Senior data scientist Sean Curran describes a typical day in his role at Fidelity Investments Ireland, from why he prioritises ‘micro breaks’ to how he uses his storytelling skills.
Being a senior data scientist requires technical expertise. But to excel in the role, there are also a number of softer skills you’ll need to hone.
Here, Sean Curran highlights why he uses his “storytelling skills to build a picture” in his work at Fidelity Investments.
‘I like that I can see the impact my work has on delivery time and quality for the business’
– SEAN CURRAN
If there is such a thing, can you describe a typical day in the job?
I suppose there is no such a thing as a typical day on the job. The work I do is like building out smaller pieces of a puzzle so we can work on the bigger picture, which allows our customers in the US to manage their portfolios. This includes meeting with clients on projects to understand requirements and exchanging information, which ultimately results in a plan of action but will constantly develop as the project matures.
I have found that moving divisions from tech to operations within the business has given me a unique opportunity as a data scientist to make a big impact in terms of the projects that I work on.
I also help to manage a server where we have R and Python installed, so the work could range from setting up new database connections, installing new software and scheduling scripts to dealing with issues and upgrades for our users. I also spend my time assisting and training with colleagues on R and Python.
What types of projects do you work on?
The projects range from straightforward data manipulation, which needs to be automated, to creating and developing interactive dashboard web services using a shiny package in R. The dashboards can vary in forms of functionality depending on the solution required.

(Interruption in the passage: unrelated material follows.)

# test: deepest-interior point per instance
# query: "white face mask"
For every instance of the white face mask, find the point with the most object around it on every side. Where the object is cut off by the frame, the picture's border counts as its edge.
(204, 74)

I also work on data science projects such as natural language processing where we need to classify information coming from clients in order to streamline how we see and handle solutions.
I have also helped create an application which identifies rules using the Apriori algorithm to help a client in identifying auto-match rules, which previously would have needed to be manually matched.
What skills do you use on a daily basis?
I use my technical skills on a daily basis across R, Python, SQL, maths and stats. However, I think the best skill you can learn as a data scientist is the ability to tell a story of how to approach business problems and how to come up with a solution that the client understands and trusts.
What is the hardest part of your working day?
The hardest part is building the list of requirements from clients and then sourcing the information to answer the questions they are asking. These requirements often change as the project evolves and it can be an iterative process, so making sure you are constantly in contact with the clients and making sure everyone is on the same page can be a challenge.
It can also be one of the most rewarding parts of the role as the result is much better in the end than when you began because of that effective communication with one other.
Do you have any productivity tips that help you through the working day?
Micro breaks! When I find myself being stuck on some code or a problem, I can become narrow-minded in how I am thinking about the solution. Walking away from it for a while usually helps. There have been many times when I have had a eureka moment while making coffee.
When you first started as a senior data scientist, what were you most surprised to learn was important in the role?
The thing I was most surprised to learn when I moved from the tech side to the operations side of the company was how important it is to be able to make what I do easy to understand for non-data colleagues.
I think I found this most surprising as there is so much more potential for my work to make an impact on the daily running of the business. This made me think differently as to how I would discuss solutions. Now I use my storytelling skills to build a picture.
How has your role changed as this sector has grown and evolved?
I find the role is constantly evolving – starting out with many descriptive type tasks but it has moved to prescriptive and predictive tasks. This is also due to general understanding of what a data scientist can help to achieve as the role has become more defined over time.
What do you enjoy most about the job?
I suppose I don’t have one thing that I enjoy most about my job as I think it comes as a package. However, I like that I can see the impact my work has on delivery time and quality for the business.
There is also the social aspect of the role. I love working with different people and getting an insight into other aspects of the business that you may not be exposed to as much in other roles.